More than 170 top U.S. business leaders urge Congress to certify Biden’s Electoral College win

January 6, 2021

More than 170 American business leaders signed a letter on January 4 urging Congress to certify the result of the presidential election without delay, Business Insider reports.

Signatories included Goldman Sachs Chairman and CEO David Solomon; Microsoft President Brad Smith;  BlackRock CEO Laurence Fink; Pfizer CEO Albert Bourla; James Zelter, a co-president of Apollo Global Management; and Lyft CEO Logan Green.

Congress is scheduled to certify the result on Wednesday, January 6—thereby confirming President-elect Joe Biden’s Electoral College victory. President Donald Trump has so far refused to acknowledge that he lost the election.

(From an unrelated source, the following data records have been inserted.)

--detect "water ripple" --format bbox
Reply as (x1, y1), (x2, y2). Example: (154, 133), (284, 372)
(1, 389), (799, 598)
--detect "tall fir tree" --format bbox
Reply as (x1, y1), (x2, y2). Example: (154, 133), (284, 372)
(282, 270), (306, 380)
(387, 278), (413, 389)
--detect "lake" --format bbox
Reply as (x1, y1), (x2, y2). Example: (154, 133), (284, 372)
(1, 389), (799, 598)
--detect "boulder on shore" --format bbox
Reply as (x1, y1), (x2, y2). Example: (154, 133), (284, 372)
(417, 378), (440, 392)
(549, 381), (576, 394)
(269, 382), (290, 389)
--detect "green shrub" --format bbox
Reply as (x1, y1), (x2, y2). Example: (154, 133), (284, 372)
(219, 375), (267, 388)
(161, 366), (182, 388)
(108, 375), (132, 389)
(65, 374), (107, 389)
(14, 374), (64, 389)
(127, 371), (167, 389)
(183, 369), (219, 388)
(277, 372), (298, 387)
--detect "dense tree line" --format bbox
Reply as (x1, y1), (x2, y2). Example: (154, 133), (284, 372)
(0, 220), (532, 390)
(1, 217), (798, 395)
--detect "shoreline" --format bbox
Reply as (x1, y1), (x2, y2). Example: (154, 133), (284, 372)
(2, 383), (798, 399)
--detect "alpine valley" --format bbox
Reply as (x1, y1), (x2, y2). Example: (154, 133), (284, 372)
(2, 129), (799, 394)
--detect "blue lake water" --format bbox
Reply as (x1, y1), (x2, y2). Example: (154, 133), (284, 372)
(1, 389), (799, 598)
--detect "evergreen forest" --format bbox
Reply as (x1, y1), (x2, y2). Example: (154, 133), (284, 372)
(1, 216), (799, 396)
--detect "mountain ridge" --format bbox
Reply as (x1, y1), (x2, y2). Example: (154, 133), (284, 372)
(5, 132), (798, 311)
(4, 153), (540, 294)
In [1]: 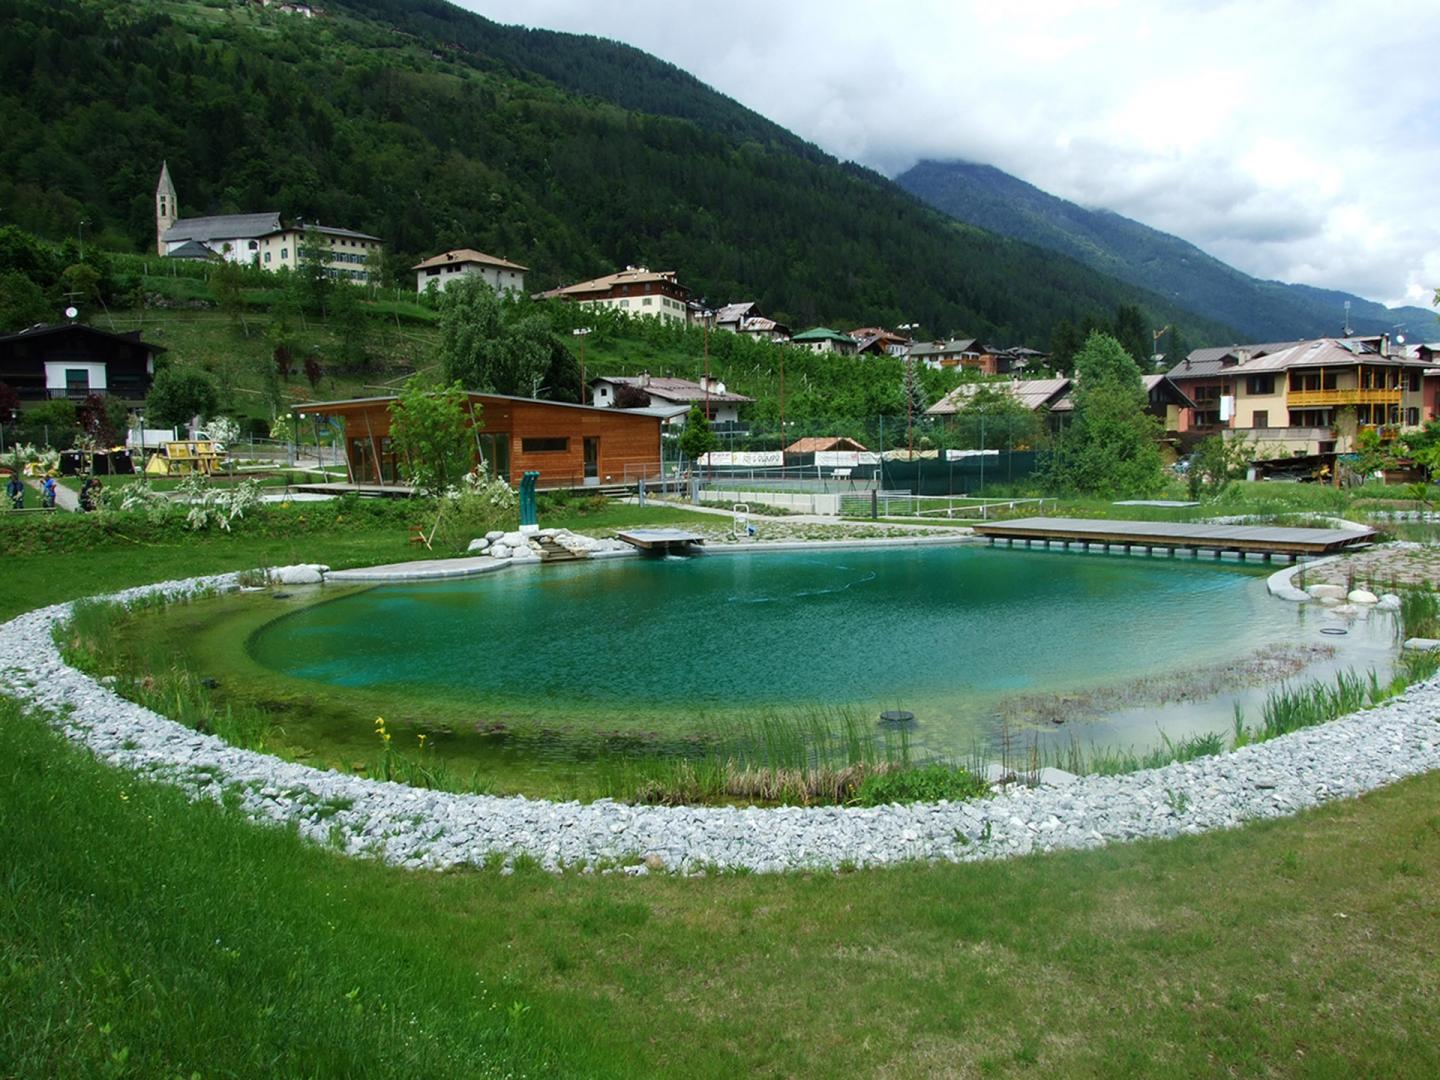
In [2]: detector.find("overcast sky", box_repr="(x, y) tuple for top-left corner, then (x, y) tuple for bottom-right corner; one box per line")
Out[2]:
(455, 0), (1439, 313)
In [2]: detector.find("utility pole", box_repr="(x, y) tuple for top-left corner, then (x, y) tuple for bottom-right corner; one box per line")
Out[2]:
(898, 323), (919, 459)
(572, 327), (591, 403)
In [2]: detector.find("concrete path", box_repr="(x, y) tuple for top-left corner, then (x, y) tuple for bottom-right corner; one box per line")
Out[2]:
(326, 557), (512, 583)
(24, 477), (79, 512)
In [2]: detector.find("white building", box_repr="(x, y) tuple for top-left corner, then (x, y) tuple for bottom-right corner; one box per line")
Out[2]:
(538, 267), (693, 326)
(590, 373), (752, 427)
(412, 249), (528, 295)
(254, 224), (383, 284)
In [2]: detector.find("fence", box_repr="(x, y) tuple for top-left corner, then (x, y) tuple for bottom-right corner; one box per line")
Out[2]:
(836, 492), (1053, 520)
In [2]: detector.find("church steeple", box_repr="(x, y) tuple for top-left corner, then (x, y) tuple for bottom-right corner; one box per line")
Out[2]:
(155, 161), (178, 255)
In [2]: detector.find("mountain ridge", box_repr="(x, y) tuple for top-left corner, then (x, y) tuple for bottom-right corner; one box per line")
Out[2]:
(0, 0), (1234, 349)
(893, 159), (1436, 343)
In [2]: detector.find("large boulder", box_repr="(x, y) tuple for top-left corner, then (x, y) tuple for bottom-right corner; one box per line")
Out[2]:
(1348, 589), (1378, 605)
(501, 531), (527, 548)
(485, 530), (505, 541)
(1377, 593), (1402, 611)
(269, 563), (327, 585)
(489, 543), (510, 559)
(467, 537), (491, 553)
(1306, 583), (1347, 600)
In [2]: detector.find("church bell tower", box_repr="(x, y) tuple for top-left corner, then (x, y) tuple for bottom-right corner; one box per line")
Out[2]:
(155, 161), (178, 255)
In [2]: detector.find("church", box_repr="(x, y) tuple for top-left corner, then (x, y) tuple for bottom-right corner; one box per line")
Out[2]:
(155, 163), (384, 285)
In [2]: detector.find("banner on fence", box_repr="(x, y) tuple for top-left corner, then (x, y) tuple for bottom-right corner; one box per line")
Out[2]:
(944, 449), (1000, 461)
(815, 451), (881, 466)
(698, 451), (783, 466)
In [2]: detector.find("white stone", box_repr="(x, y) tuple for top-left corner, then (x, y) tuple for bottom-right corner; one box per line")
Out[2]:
(485, 530), (504, 541)
(1348, 589), (1378, 605)
(501, 531), (526, 548)
(466, 538), (490, 553)
(1306, 584), (1347, 600)
(488, 543), (510, 559)
(269, 564), (325, 585)
(1037, 767), (1078, 787)
(1377, 594), (1402, 611)
(1403, 637), (1440, 651)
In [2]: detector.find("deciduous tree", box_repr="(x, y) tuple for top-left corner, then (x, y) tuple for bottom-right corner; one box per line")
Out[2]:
(388, 378), (475, 495)
(1045, 332), (1164, 497)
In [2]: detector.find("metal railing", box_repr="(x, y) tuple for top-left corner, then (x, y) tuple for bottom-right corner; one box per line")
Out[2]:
(837, 492), (1054, 520)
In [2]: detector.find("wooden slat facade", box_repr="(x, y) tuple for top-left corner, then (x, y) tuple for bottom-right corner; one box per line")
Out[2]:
(296, 392), (662, 490)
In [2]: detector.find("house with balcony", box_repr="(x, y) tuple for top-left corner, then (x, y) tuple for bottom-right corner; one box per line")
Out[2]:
(0, 323), (163, 403)
(1169, 336), (1428, 457)
(790, 327), (858, 355)
(537, 267), (693, 326)
(906, 338), (1008, 373)
(589, 372), (753, 430)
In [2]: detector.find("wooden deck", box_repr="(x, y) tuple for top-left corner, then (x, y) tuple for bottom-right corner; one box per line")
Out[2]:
(616, 528), (706, 553)
(970, 517), (1374, 559)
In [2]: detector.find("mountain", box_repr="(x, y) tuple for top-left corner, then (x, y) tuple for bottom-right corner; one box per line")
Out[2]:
(894, 160), (1437, 344)
(0, 0), (1235, 349)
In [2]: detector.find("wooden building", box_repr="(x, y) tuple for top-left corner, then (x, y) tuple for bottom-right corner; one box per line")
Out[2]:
(297, 392), (663, 490)
(0, 323), (164, 402)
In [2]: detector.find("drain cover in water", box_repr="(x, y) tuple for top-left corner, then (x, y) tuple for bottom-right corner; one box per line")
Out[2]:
(879, 710), (916, 723)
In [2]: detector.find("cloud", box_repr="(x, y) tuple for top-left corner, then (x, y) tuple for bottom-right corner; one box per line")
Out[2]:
(454, 0), (1440, 306)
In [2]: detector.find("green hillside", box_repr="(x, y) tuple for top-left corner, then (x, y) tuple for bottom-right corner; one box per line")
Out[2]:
(0, 0), (1234, 348)
(895, 160), (1437, 343)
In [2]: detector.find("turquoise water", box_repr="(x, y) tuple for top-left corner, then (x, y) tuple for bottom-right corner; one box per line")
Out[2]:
(245, 547), (1384, 755)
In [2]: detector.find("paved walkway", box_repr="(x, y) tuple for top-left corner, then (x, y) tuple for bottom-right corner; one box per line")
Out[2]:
(326, 557), (511, 582)
(23, 477), (79, 512)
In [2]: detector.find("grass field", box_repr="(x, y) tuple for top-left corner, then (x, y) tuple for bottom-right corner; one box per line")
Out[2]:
(3, 692), (1438, 1077)
(4, 496), (1440, 1075)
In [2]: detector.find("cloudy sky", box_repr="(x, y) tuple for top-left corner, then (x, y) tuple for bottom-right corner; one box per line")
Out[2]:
(455, 0), (1439, 312)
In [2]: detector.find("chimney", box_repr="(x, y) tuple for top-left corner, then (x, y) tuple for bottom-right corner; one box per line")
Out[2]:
(638, 370), (651, 388)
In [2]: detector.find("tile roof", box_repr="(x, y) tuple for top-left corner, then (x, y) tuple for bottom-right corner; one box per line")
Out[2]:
(907, 338), (982, 358)
(411, 248), (528, 272)
(783, 437), (869, 453)
(715, 302), (758, 324)
(163, 211), (283, 244)
(1172, 337), (1426, 379)
(593, 375), (754, 405)
(927, 377), (1071, 416)
(537, 267), (686, 299)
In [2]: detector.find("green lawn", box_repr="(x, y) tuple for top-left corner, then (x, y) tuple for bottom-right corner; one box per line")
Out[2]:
(0, 499), (717, 622)
(2, 693), (1437, 1077)
(4, 498), (1440, 1076)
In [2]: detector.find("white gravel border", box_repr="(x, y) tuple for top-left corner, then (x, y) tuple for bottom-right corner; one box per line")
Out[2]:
(3, 571), (1439, 875)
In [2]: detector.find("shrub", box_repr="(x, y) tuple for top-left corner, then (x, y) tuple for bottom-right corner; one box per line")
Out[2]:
(853, 764), (988, 806)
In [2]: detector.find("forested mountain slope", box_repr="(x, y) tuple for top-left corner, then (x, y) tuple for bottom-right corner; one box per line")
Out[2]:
(0, 0), (1235, 348)
(895, 159), (1435, 342)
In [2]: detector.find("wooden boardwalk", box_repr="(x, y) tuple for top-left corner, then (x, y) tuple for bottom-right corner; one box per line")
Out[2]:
(970, 517), (1374, 559)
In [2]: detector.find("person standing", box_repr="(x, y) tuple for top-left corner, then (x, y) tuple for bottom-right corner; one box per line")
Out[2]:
(41, 475), (57, 509)
(6, 471), (23, 510)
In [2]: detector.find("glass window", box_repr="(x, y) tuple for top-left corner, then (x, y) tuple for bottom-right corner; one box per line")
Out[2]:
(1252, 410), (1268, 428)
(521, 437), (568, 453)
(264, 251), (271, 263)
(281, 247), (288, 259)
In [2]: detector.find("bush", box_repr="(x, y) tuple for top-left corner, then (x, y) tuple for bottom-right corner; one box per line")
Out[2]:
(853, 764), (988, 806)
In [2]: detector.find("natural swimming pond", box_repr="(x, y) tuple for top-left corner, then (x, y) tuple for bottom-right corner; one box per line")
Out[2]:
(156, 545), (1393, 788)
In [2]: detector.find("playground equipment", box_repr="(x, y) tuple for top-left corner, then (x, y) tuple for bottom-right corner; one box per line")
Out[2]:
(144, 439), (226, 477)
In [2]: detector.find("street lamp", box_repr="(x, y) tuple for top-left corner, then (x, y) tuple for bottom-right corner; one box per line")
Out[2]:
(572, 327), (591, 403)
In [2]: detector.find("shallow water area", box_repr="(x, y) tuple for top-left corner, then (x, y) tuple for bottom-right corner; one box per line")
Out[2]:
(216, 546), (1397, 777)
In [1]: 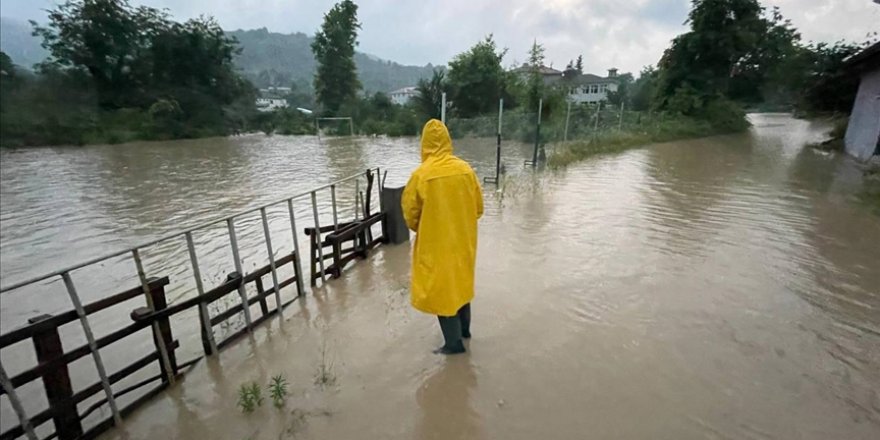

The Partnership for New York City, a nonprofit organization and major business advocacy group, published the letter on Monday. “This presidential election has been decided and it is time for the country to move forward,” the letter said. “President-elect Joe Biden and Vice President-elect Kamala Harris have won the Electoral College and the courts have rejected challenges to the electoral process.”

According to Business Insider, the leaders added that “attempts to thwart or delay this process run counter to the essential tenets of our democracy.”

Biden and Harris deserve respect and bipartisan support as America faces “the worst health and economic crises in modern history,” they said.

The letter said that Congress should certify the electoral vote and that “there should be no further delay in the orderly transfer of power.”

But at least 140 Republican House members are planning to vote against certification, two representatives told CNN last week.

Trump and other Republicans have tried to overturn the result of the election, pushing false claims of voter fraud.

Over the weekend, Trump pleaded with Georgia’s secretary of state in an hourlong phone call to “find” additional votes to overturn Biden’s victory in the state.

Biden won the 2020 presidential election with 306 electoral votes, flipping five states that voted for Trump in 2016.